An existential question is facing modern consumers: paper or plastic?
No, not grocery bags. Money.
Okay, we know that American dollar bills are actually made of fibers, not paper. We have some.
But over the last six years, Americans have been reaching more and more for their credit and debit cards — and passing over cash. The nation stands at the tipping point, perfectly pitched to tumble after Sweden, Singapore and the Netherlands to become another cash-averse nation.
But while those in Scandinavia and Singapore have embraced their digital wallets — only 1 in 5 payments is made using cash in Sweden — many Americans still cling to currency.
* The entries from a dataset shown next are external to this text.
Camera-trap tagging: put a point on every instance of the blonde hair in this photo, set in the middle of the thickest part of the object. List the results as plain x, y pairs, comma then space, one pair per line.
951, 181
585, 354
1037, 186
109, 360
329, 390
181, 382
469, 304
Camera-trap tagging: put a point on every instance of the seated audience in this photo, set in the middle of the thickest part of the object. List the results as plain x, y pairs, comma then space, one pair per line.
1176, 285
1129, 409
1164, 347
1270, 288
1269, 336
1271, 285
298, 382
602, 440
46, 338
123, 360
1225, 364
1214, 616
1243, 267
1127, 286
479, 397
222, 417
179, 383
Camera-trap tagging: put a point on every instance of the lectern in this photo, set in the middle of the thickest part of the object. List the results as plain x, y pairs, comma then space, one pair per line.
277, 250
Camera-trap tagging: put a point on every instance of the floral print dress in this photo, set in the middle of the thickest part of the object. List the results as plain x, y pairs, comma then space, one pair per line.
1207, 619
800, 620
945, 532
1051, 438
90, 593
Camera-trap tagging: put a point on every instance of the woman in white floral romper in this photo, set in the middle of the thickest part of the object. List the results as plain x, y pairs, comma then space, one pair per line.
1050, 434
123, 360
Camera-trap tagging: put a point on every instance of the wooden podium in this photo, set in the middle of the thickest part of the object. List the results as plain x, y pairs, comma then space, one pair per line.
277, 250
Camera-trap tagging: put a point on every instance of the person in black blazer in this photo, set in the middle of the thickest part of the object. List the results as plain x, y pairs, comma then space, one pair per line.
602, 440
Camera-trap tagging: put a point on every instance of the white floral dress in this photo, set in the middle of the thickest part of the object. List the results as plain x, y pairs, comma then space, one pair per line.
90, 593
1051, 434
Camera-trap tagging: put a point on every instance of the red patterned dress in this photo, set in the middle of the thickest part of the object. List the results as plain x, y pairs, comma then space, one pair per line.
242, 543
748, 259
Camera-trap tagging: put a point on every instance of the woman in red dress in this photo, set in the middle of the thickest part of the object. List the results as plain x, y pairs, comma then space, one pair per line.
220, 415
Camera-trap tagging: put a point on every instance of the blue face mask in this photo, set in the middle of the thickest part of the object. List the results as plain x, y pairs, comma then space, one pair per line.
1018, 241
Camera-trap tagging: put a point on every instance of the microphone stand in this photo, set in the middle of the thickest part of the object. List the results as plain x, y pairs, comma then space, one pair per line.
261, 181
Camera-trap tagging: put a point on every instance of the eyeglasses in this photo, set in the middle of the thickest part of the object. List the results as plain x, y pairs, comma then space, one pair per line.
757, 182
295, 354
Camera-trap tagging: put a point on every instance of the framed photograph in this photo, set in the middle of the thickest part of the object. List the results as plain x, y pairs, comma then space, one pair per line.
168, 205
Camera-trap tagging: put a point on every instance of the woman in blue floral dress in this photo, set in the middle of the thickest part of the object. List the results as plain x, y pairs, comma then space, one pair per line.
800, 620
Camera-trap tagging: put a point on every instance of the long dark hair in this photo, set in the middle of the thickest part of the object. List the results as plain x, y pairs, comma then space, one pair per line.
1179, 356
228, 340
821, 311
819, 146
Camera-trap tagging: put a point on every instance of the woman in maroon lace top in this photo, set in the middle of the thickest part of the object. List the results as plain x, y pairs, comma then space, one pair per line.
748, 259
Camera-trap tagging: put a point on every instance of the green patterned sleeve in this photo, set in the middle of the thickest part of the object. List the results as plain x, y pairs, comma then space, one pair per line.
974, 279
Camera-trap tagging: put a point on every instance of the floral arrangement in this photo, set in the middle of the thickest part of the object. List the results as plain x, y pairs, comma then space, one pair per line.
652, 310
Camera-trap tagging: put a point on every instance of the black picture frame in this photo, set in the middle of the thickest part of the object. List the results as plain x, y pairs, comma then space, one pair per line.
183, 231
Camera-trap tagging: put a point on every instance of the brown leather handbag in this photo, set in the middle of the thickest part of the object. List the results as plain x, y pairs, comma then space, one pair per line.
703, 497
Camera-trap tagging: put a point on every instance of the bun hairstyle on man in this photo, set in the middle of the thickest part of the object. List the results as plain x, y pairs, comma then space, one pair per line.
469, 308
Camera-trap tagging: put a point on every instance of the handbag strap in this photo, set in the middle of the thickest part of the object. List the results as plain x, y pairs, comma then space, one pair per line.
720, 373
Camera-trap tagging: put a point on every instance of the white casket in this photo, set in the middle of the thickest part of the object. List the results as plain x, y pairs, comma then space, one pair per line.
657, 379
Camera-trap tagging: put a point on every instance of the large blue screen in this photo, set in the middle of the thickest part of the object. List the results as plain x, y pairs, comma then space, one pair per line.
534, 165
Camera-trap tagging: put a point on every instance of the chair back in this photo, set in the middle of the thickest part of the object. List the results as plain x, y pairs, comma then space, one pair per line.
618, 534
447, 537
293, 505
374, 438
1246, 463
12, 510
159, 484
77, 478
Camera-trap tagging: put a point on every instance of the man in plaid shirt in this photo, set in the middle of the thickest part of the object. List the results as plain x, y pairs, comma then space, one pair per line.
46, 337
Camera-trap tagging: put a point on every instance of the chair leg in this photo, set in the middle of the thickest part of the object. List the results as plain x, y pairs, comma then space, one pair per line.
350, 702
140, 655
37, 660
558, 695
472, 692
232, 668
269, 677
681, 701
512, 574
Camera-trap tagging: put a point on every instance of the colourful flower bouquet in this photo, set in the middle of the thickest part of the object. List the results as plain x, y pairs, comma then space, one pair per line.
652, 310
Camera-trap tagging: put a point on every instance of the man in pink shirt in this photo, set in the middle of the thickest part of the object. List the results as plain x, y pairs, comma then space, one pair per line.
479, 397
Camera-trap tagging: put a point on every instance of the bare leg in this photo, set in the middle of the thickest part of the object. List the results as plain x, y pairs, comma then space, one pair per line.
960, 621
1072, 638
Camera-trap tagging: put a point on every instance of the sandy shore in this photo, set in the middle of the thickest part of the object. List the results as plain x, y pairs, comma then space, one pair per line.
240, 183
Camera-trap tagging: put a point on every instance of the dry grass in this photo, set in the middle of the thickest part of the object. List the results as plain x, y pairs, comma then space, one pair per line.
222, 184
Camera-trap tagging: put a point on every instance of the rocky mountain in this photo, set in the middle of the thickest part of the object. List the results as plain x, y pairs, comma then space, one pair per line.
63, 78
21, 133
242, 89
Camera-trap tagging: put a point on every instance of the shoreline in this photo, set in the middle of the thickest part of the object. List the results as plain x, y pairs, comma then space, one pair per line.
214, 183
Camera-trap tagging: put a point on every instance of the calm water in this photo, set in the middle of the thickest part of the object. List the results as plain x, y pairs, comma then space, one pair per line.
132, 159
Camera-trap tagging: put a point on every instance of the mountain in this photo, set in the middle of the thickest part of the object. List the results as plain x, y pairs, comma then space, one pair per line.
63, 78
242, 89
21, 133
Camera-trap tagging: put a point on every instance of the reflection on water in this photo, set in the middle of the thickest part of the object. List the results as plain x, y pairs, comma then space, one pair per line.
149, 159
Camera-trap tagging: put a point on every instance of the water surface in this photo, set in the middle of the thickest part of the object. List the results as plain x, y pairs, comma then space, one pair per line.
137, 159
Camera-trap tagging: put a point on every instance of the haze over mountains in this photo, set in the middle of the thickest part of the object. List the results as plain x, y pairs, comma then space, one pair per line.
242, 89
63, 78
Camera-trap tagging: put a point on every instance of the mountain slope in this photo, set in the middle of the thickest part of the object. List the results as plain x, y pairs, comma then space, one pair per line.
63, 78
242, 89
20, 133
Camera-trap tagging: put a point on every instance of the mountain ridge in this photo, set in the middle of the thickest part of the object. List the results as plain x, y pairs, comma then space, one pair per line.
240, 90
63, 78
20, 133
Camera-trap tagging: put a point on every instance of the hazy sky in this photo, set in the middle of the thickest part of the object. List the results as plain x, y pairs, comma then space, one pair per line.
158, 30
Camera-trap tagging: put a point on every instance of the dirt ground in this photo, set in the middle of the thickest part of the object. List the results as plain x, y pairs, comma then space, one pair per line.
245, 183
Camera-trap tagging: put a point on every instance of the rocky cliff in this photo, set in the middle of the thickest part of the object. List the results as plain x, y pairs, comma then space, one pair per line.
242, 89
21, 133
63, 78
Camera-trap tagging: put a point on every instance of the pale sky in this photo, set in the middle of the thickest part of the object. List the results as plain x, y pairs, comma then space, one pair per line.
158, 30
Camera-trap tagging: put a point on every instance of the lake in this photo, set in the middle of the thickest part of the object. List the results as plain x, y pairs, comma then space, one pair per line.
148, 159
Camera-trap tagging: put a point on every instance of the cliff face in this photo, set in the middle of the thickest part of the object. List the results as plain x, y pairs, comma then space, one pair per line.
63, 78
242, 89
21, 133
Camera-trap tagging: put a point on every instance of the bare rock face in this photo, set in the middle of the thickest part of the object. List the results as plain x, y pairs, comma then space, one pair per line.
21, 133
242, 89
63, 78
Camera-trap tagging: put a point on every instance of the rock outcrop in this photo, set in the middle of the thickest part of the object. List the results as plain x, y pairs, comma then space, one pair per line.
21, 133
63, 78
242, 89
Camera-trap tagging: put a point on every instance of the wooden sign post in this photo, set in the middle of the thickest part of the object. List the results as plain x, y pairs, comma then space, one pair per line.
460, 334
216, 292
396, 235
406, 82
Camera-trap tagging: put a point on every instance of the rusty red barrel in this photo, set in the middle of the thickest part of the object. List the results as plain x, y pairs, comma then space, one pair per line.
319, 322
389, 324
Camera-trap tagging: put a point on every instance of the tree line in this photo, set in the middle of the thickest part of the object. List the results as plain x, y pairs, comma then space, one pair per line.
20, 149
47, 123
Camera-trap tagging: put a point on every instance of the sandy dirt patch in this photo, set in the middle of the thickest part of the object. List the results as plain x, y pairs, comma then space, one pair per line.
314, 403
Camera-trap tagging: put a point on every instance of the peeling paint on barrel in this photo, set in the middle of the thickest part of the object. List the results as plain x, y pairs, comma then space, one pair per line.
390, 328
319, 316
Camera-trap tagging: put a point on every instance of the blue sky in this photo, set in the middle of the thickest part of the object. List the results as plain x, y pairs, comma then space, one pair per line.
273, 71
In 2013, the Federal Reserve Bank of Boston found that while noncash payments have been on a slow, steady rise, cash still accounts for more than a quarter of all U.S. payments. Debit and credit card transactions are more telling for our future, though; 53 percent of payments were made using plastic.
It's not hard to see why. Digital transactions are clean, simple and accurate. There is no worry of miscounted or misplaced change. Mobile apps make it easy to check bank accounts and credit card balances, create budgets, track spending, send money to friends and family, and even pay bills.
Plus, storing, creating and processing physical money costs — you guessed it — money. Singapore made headlines recently when the head of its central bank encouraged the city-state's other banks to pass on to their customers the cost of managing cash and checks, as a way of promoting the use of digital payments.
Cold cash has another drawback: Criminals like it. Thanks to its anonymity and portability, cash is an efficient way for crooks to keep transactions off the books. In a recent op-ed in the Wall Street Journal, economics professor Kenneth Rogoff listed crimes facilitated by paper money: racketeering, extortion, money laundering, drug and human trafficking, corruption of public officials and terrorism.
In May, the European Central Bank announced that it would phase out its 500-euro banknote at the end of 2018. Europe's chief law enforcement officer, Rob Wainwright, argued that the bill made it too easy for criminals and terrorists to fund their illegal activities.
That's not to say that digital money isn't susceptible to crime. We're all familiar with credit card fraud. But cutting out cash — especially bills worth more than $20 — could hobble crime bosses.
Creating a completely cashless society wouldn't come without a few hiccups; we'd have to learn to walk that fine line between security and privacy.
According to the Federal Deposit Insurance Corp., nearly 9.6 million American households don't have bank accounts. Those households present a challenge. Some of the "unbanked," as the FDIC calls them, prefer to keep their money close, away from the prying eyes of banks. Others face some impediment to opening an account, such as job or income loss, which means they might be left behind during a digital revolution of our monetary system.
Then there are those sticky questions we haven't yet asked ourselves about going cashless: How do we give spare change to street musicians? The homeless? What happens during a natural disaster? What will grandparents send in birthday cards?
We don't want those Washingtons to disappear from our wallets — at least not yet. Small bills are essential to everyday transactions.
The way to ease us into a new era of digital denomination is to take a page from the Europeans' book: Slowly phase out higher bills. We'll find new ways to honor Ulysses S. Grant and Benjamin Franklin — other than $50 and $100 bills.